ABRIG: Como a atuação e as estratégias dos profissionais de relações institucionais e governamentais podem ser afetadas em ano eleitoral?


MIGUEL GERÔNIMO: Desde o início das restrições de acesso físico ao Congresso Nacional, impostas em função da crise sanitária da Covid-19, o desenvolvimento dos trabalhos dos profissionais de RIG foi mitigado, uma vez que nada substitui, com efetividade, o contato corpo a corpo com os parlamentares.


O Legislativo tem, aos poucos, retomado o trabalho presencial, ainda que neste momento tenha optado pela participação parlamentar híbrida. Até lá, os profissionais de RIG terão de conviver com tecnologia que viabiliza acompanhar boa parte dos trabalhos a distância. Tal circunstância dificulta as ações em torno do processo decisório, pois o contato presencial apresenta melhores resultados no curso deliberativo do que a articulação viabilizada por plataforma de videoconferência, por exemplo.
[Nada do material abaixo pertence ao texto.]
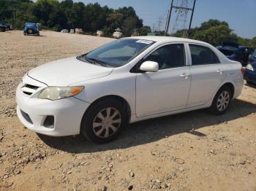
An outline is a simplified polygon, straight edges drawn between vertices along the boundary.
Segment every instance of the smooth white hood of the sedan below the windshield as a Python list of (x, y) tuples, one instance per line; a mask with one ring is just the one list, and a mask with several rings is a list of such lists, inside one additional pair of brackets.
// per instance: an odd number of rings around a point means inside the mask
[(42, 66), (31, 69), (28, 75), (46, 85), (62, 86), (105, 77), (111, 71), (113, 71), (113, 68), (97, 66), (72, 57), (45, 63)]

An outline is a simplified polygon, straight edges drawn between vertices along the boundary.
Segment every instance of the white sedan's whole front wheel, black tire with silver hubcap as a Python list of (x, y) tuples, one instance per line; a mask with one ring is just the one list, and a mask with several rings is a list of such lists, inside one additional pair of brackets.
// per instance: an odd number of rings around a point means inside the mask
[(106, 98), (89, 107), (83, 115), (80, 132), (89, 141), (104, 144), (116, 139), (125, 125), (127, 113), (124, 106), (114, 98)]

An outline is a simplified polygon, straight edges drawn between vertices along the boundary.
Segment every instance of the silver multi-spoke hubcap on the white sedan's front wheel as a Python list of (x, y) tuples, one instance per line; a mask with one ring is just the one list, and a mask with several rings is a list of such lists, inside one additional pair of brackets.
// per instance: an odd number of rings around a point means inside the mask
[(112, 136), (121, 125), (121, 114), (118, 109), (107, 107), (94, 117), (93, 129), (96, 136), (108, 138)]

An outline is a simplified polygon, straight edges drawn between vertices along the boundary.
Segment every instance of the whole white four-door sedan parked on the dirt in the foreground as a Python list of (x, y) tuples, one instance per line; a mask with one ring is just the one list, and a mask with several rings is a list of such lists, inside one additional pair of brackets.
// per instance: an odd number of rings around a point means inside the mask
[(203, 108), (223, 114), (241, 94), (242, 73), (205, 42), (118, 39), (29, 71), (16, 90), (17, 114), (37, 133), (105, 143), (140, 120)]

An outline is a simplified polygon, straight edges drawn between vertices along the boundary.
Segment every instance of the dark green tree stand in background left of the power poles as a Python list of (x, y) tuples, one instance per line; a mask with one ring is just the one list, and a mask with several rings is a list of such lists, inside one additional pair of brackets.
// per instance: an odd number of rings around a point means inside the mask
[(121, 28), (124, 36), (139, 28), (146, 35), (148, 28), (132, 7), (111, 9), (98, 3), (83, 4), (72, 0), (0, 0), (0, 20), (12, 23), (22, 29), (24, 23), (41, 23), (42, 28), (61, 31), (63, 28), (82, 28), (86, 34), (102, 30), (105, 36), (112, 36), (116, 28)]

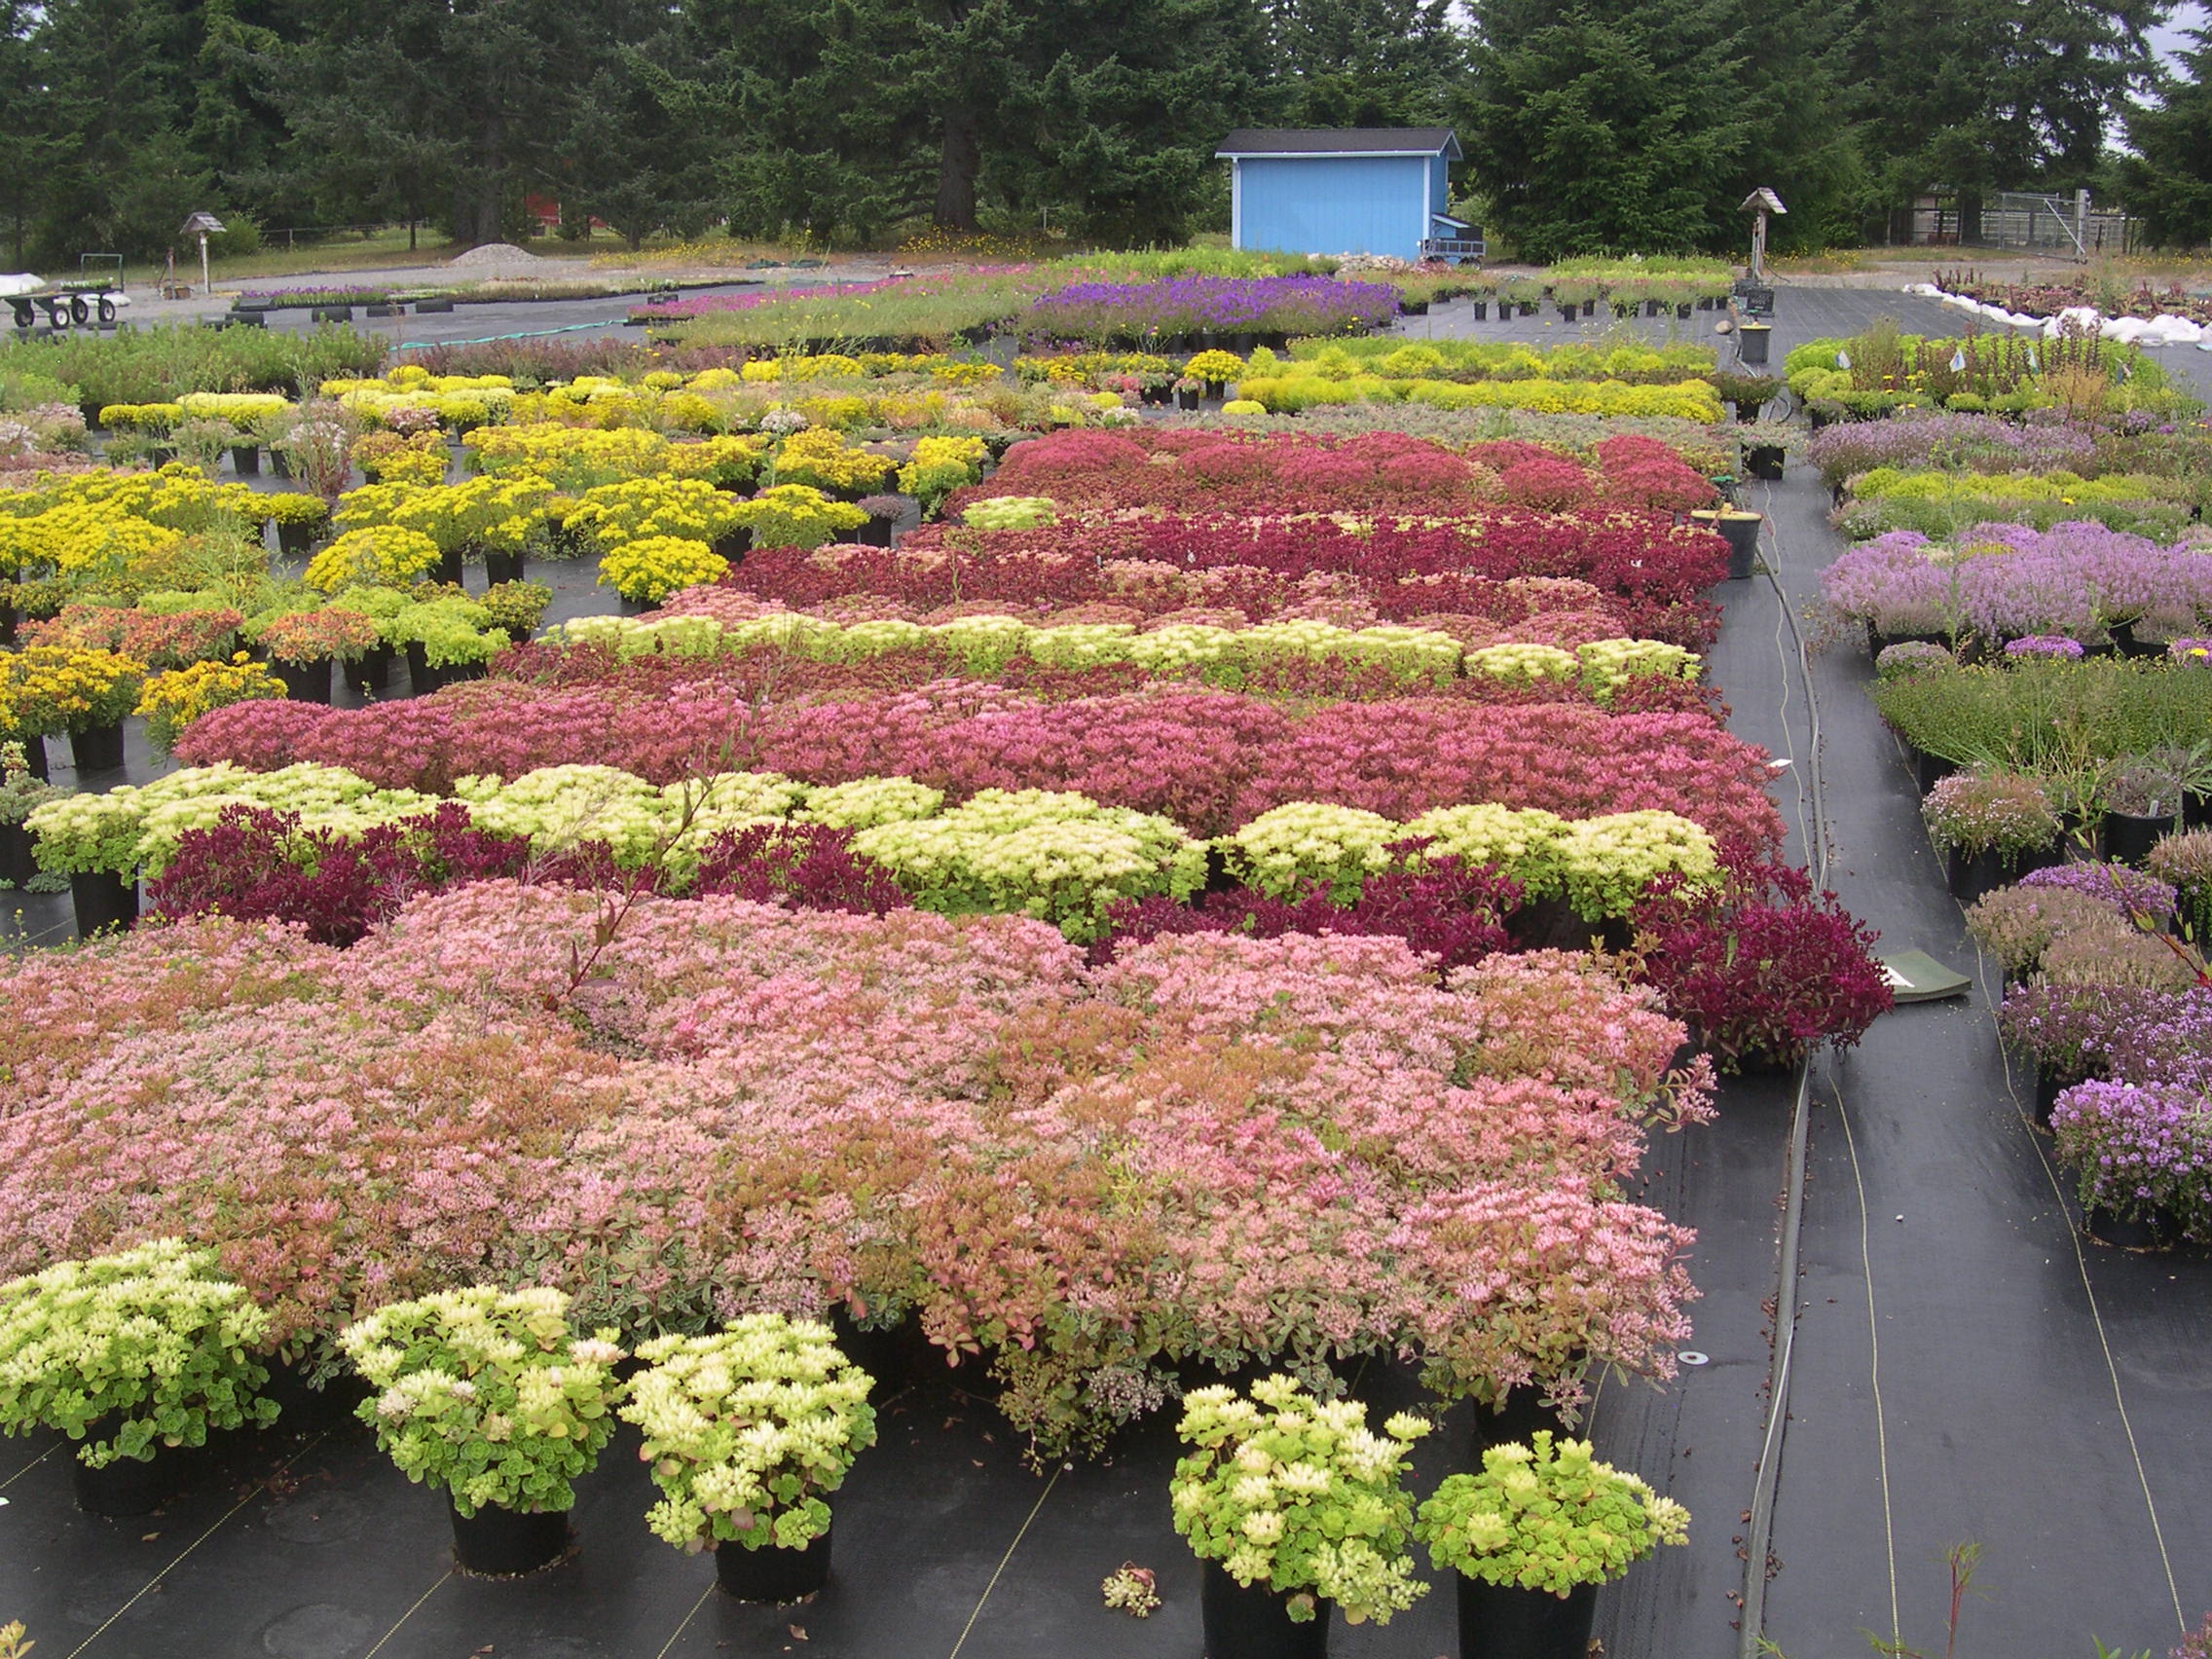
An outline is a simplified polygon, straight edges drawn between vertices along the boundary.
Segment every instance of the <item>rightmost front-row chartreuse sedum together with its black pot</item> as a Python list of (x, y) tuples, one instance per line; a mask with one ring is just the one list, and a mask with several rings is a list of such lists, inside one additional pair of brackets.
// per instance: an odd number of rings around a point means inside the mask
[(1416, 1533), (1460, 1579), (1460, 1659), (1557, 1659), (1590, 1646), (1597, 1586), (1659, 1544), (1690, 1537), (1690, 1511), (1597, 1462), (1588, 1440), (1489, 1447), (1480, 1475), (1449, 1475)]

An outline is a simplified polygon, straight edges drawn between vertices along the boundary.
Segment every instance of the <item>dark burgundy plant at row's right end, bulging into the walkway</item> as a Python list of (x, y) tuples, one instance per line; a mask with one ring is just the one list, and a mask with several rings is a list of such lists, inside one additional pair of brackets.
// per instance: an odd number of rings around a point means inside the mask
[(1630, 911), (1644, 984), (1723, 1071), (1796, 1064), (1814, 1042), (1849, 1046), (1891, 1009), (1876, 933), (1792, 865), (1725, 860), (1719, 887), (1661, 876)]

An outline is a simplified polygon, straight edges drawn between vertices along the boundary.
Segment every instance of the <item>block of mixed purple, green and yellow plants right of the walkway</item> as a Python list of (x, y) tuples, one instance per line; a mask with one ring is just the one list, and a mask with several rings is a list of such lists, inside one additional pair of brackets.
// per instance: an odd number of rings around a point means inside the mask
[(1792, 352), (1790, 385), (1851, 416), (1807, 445), (1865, 538), (1823, 597), (1876, 655), (2088, 1232), (2212, 1243), (2203, 422), (2152, 361), (2073, 330), (1878, 327)]

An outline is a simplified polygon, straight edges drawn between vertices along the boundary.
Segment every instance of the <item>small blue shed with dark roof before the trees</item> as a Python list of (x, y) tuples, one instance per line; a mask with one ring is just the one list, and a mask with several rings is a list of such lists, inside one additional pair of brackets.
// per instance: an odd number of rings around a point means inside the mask
[(1241, 128), (1230, 164), (1230, 241), (1276, 254), (1469, 259), (1473, 232), (1444, 212), (1449, 126)]

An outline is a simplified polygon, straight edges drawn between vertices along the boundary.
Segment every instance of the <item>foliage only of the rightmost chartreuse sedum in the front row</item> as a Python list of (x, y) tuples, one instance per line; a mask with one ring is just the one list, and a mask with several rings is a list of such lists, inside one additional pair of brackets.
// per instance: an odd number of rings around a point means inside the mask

Considerando que boa parte do calendário legislativo do segundo semestre será prejudicado em função da corrida eleitoral, quem atua na atividade de RIG deve antecipar as suas principais demandas para o primeiro semestre de 2022 e disputar espaço com acirrada agenda que deve lotar a atividade legislativa nos próximos meses.


*Os conteúdos publicados são de inteira responsabilidade de seus autores. As opiniões neles emitidas não exprimem, necessariamente, o ponto de vista da Abrig.